Coordinated inheritance of extrachromosomal DNAs in cancer cells

DOI: 10.1038/s41586-024-07861-8

Central Idea: This paper investigates the coordinated inheritance of extrachromosomal DNAs (ecDNAs) in cancer cells, revealing that distinct ecDNA species co-segregate during mitosis, influenced by intermolecular interactions and transcription. This coordinated inheritance impacts oncogene co-amplification, ecDNA specialization, and responses to targeted therapy.

Key Concepts:

• ecDNAs: Circular DNA molecules, common in cancer, driving oncogene amplification and intratumoral heterogeneity.
• ecDNA Species: Distinct ecDNA sequences within a cell, potentially carrying different oncogenes or regulatory elements.
• Co-segregation: The non-random, correlated inheritance of distinct ecDNA species into daughter cells during mitosis.
• Co-selection: The selective advantage conferred by the combined presence of multiple ecDNA species.
• Co-occurrence: The presence of multiple ecDNA species within the same cell or tumor.
• Intermolecular Interactions: Physical proximity and interaction between ecDNA species within the nucleus, particularly in ecDNA hubs.
• Transcriptional Influence: Active transcription at the start of mitosis facilitates ecDNA co-segregation.
• Enhancer-only ecDNAs: Specialized ecDNAs containing enhancer elements but no oncogenes, contributing to oncogene regulation through intermolecular interactions.
• Therapeutic Implications: Coordinated inheritance affects drug resistance mechanisms and informs therapeutic strategies for targeting cooperating oncogenes.
• Chromosomal Integration: ecDNA integration into chromosomes as a potential mechanism for escaping drug pressure and co-inheritance.
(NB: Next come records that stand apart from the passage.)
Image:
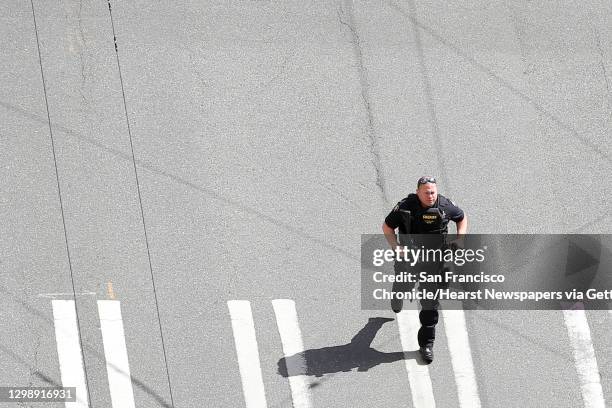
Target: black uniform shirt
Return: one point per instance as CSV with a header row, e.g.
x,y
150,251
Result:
x,y
420,217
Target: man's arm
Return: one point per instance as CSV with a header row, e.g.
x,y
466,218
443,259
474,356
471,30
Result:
x,y
462,226
390,236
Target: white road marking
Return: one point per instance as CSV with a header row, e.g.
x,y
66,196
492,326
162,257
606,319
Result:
x,y
291,338
584,356
115,351
418,375
66,294
247,353
461,358
69,350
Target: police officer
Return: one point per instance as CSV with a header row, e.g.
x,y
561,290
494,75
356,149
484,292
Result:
x,y
425,212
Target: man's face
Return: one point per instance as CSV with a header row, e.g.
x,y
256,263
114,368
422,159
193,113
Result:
x,y
428,194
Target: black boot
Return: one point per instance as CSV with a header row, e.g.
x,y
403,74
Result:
x,y
427,353
396,305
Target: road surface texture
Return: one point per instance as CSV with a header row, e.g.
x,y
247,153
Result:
x,y
184,186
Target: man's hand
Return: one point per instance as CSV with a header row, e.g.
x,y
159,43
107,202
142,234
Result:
x,y
458,243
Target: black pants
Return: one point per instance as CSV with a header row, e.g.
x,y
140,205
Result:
x,y
428,316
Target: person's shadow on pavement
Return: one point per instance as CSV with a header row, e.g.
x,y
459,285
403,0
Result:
x,y
356,354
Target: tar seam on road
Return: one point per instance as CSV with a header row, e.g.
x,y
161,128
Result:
x,y
144,227
365,95
433,118
506,84
59,193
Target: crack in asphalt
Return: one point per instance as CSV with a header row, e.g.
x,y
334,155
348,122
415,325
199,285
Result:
x,y
604,71
365,96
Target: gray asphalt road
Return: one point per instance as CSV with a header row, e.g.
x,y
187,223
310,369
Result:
x,y
238,150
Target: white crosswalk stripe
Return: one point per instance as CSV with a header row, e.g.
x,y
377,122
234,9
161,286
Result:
x,y
291,338
115,351
69,350
247,353
418,375
584,357
461,358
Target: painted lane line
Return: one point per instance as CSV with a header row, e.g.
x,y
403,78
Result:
x,y
69,350
418,375
584,357
247,353
291,338
461,358
115,351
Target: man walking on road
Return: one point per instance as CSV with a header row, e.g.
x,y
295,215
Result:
x,y
425,212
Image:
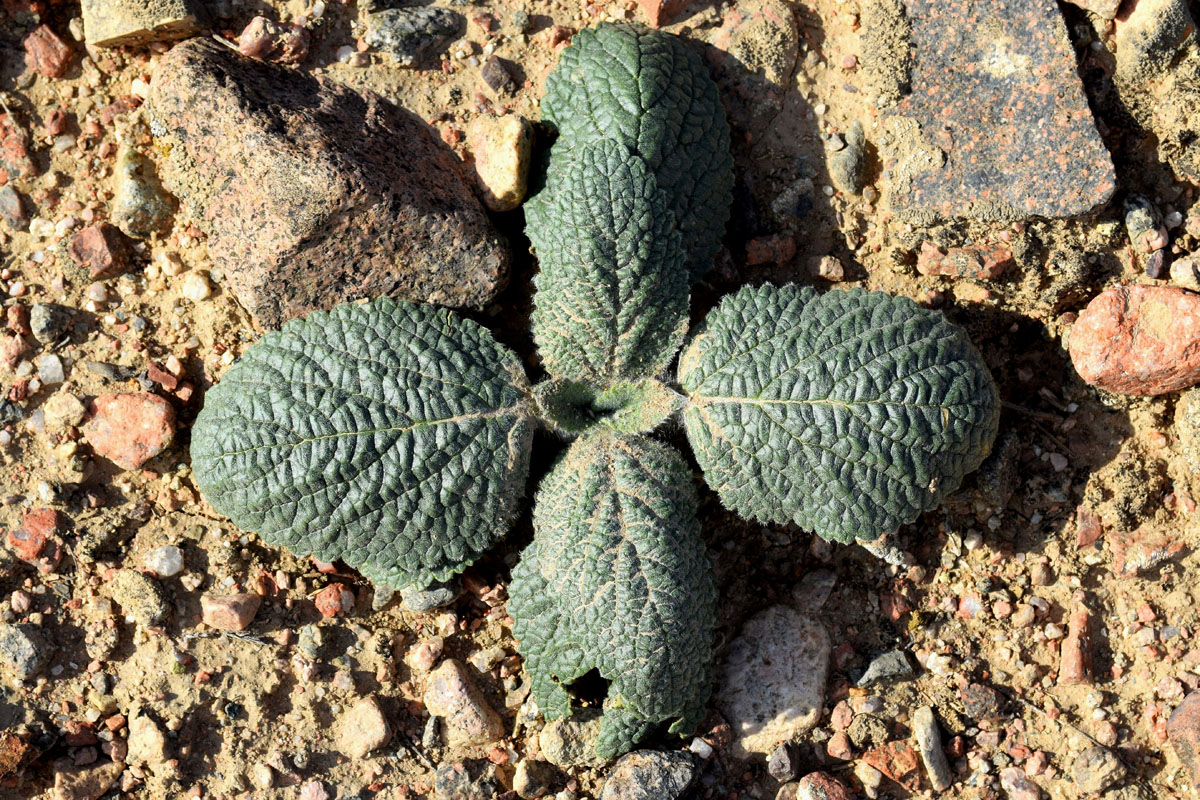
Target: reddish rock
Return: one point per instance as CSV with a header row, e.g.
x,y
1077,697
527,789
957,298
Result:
x,y
17,319
1139,340
1089,528
46,53
131,428
162,377
778,248
977,263
229,612
55,121
12,751
561,36
999,124
37,540
15,158
660,12
334,600
270,41
102,248
78,733
822,786
119,107
12,347
1077,649
312,194
1183,732
899,762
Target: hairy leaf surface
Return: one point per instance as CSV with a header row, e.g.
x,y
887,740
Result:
x,y
612,290
617,581
391,435
847,413
649,92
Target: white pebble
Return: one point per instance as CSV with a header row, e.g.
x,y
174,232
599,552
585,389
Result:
x,y
41,227
165,561
49,370
196,287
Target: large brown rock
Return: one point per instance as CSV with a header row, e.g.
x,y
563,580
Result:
x,y
1139,340
130,429
312,193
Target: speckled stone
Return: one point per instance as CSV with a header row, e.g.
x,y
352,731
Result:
x,y
1107,8
996,125
467,716
1139,340
772,685
313,194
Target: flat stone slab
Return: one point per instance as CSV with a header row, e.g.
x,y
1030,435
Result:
x,y
121,23
772,684
313,194
996,125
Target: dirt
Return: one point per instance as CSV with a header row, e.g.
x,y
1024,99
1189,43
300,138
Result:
x,y
1069,459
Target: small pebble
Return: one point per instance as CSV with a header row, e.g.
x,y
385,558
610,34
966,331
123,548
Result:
x,y
165,561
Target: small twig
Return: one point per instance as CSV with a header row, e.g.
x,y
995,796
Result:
x,y
412,747
214,635
226,42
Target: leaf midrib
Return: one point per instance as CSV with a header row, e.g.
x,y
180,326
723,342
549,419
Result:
x,y
401,429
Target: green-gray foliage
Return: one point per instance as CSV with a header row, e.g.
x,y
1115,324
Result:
x,y
849,413
391,435
652,94
612,290
617,581
395,437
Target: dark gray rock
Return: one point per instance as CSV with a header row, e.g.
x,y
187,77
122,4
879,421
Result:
x,y
847,166
413,36
885,668
468,780
649,775
437,595
13,209
313,194
48,322
23,650
1096,769
141,205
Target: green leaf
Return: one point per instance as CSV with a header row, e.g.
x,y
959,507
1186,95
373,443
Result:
x,y
391,435
648,91
617,581
849,413
612,290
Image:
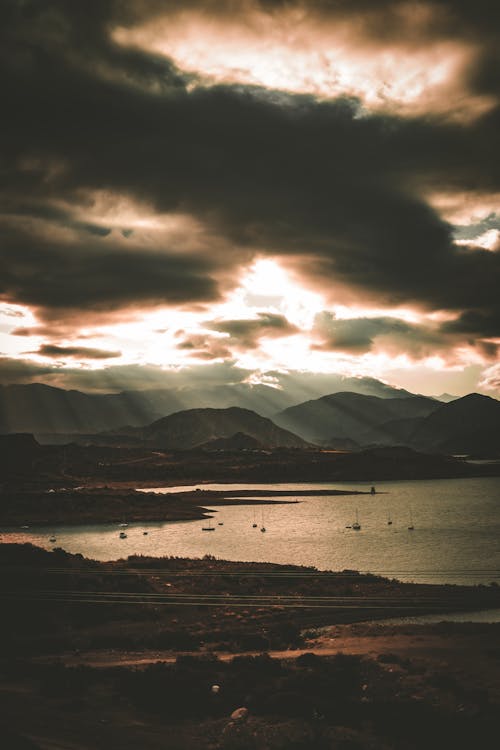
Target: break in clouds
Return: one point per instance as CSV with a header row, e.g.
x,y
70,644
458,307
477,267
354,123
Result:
x,y
152,153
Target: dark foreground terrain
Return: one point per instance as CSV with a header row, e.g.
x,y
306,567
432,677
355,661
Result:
x,y
126,654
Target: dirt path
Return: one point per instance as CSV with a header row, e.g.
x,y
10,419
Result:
x,y
403,646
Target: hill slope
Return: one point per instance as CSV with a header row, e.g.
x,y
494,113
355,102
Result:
x,y
351,415
195,427
45,410
466,426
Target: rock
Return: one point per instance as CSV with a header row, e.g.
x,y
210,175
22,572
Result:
x,y
240,714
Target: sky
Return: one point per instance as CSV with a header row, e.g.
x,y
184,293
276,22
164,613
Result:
x,y
240,191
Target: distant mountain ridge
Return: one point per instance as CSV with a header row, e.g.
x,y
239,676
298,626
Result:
x,y
42,409
193,428
469,425
351,415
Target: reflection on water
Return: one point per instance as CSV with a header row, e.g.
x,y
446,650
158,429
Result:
x,y
456,537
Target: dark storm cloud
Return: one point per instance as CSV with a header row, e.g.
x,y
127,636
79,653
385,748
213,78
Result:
x,y
247,332
120,377
360,335
78,352
333,191
96,275
205,347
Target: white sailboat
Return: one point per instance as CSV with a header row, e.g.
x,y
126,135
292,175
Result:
x,y
411,526
356,526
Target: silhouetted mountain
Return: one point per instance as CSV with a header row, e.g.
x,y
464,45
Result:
x,y
41,408
351,415
446,398
18,453
237,442
195,427
468,425
47,411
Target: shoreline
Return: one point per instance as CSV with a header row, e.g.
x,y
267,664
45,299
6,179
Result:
x,y
103,505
Further Research/Unanswered Questions:

• Mechanism of Transcriptional Influence: Further investigate the precise mechanism by which transcription promotes co-segregation (e.g., specific protein factors involved).
• Generalizability to Other Episomes: Explore whether coordinated inheritance applies to other extrachromosomal elements like viral episomes or biomolecular condensates.
• Clinical Translation: Develop therapeutic strategies to exploit coordinated inheritance for improved cancer treatment (e.g., simultaneously targeting co-segregating oncogenes).
• Role in Cancer Evolution: Further investigate the contribution of coordinated inheritance to the overall dynamics of cancer evolution and adaptation.
• Higher-Order Interactions: Explore the potential for higher-order interactions between more than two ecDNA species and their impact on co-assortment.
• Long-term Effects of Drug Treatment: Investigate the long-term consequences of coordinated ecDNA dynamics under continuous and intermittent drug exposure.